The allocated funding, part of the Corridor ID Program by the Federal Railroad Administration, emphasizes the early phases of developing high-speed rail service between the two metropolitan areas. The funds, earmarked for Amtrak, are dedicated to preparing, completing, or documenting the service development plan. It does not commit to financing the estimated $25 billion-to-$35 billion project.
Transportation Secretary Pete Buttigieg clarified that the objective is to create a pipeline for potential passenger rail projects. The announcement included 69 projects, with critics expressing concerns while acknowledging the need for increased scrutiny.
Waller County Judge Trey Duhon, representing the advocacy group Texans Against High-Speed Rail, stated, “The amount of the grant is inconsequential when compared to the $40 billion-plus that will be required to construct the project.”
Apart from the high-speed rail project, Texas is advancing other long-sought rail projects. The federal announcement includes four additional development studies, each receiving up to $500,000:
- Potential Expansion: Exploring the addition of a stop in Fort Worth and extending service into Dallas, Brazos Valley, and Houston, sponsored by the North Central Texas Council of Governments.
- Enhancing Service: Making Amtrak’s Sunset Limited service from Los Angeles to New Orleans daily, which would mean daily train service for Houston to San Antonio and New Orleans.
- Intercity Route: Creating a new daily intercity route along the Sunset Limited’s path for service between Houston and San Antonio, with stops in Rosenberg, Flatonia, and Seguin, sponsored by the Texas Department of Transportation.
- Connecting Major Cities: Restoring conventional passenger rail service in the “Texas Triangle” by connecting Houston and Dallas, with stops in Corsicana, Hearne, College Station, and Navasota, also sponsored by TxDOT.
Advocates of increased passenger rail service welcomed the announcements, emphasizing the potential benefits for smaller cities and improved connectivity. Federal officials noted that the overlapping projects were intentional, offering Texas a range of options for future rail development.

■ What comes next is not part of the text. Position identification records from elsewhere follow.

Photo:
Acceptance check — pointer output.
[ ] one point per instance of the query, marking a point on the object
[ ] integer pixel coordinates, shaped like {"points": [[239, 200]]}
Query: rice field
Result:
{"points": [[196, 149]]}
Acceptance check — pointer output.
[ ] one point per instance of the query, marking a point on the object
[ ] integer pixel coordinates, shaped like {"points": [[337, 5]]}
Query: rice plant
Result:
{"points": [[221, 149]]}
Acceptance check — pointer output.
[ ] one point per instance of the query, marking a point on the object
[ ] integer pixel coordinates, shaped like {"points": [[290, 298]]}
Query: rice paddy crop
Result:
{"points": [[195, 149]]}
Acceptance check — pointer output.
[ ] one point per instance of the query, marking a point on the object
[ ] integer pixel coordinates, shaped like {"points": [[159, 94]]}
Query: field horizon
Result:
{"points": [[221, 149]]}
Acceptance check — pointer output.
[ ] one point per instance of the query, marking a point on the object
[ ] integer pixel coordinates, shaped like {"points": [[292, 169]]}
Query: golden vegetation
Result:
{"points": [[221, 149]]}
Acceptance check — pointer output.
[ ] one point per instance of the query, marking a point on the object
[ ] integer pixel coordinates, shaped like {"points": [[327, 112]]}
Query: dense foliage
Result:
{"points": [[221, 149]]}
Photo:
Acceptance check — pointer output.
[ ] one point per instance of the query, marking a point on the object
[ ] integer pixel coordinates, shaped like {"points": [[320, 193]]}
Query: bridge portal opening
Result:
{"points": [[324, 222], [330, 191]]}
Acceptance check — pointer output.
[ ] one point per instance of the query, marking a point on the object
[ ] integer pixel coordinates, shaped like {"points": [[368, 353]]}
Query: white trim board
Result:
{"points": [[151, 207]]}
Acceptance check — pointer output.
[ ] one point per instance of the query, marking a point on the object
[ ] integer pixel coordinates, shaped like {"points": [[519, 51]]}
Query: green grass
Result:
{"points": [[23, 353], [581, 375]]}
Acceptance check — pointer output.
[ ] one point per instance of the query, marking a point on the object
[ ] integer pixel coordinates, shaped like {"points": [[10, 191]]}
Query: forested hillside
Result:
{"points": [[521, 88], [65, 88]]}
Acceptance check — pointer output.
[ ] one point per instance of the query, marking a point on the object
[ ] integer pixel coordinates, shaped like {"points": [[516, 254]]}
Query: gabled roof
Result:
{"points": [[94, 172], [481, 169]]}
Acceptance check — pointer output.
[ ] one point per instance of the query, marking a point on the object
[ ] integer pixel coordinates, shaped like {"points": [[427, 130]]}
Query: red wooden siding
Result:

Transportation Secretary Buttigieg acknowledged that while all projects need more work and planning, they indicate the strong potential for both high-speed and conventional rail in the state. The major metro areas in Texas, acting as the state’s economic engine, are seen as ideal candidates for rail connectivity, despite the longstanding controversies surrounding such projects.
The private Texas Central Partners’ high-speed rail plans, although facing challenges from rural landowners and delays, received favorable federal environmental reviews. The project, initially planned in 2013, aims to build a 240-mile sealed railroad corridor for Japanese Shinkansen trains between Houston and Dallas, with a stop near College Station. The recent funding boost and partnership with Amtrak indicate ongoing efforts to bring the project to fruition, though it remains behind schedule.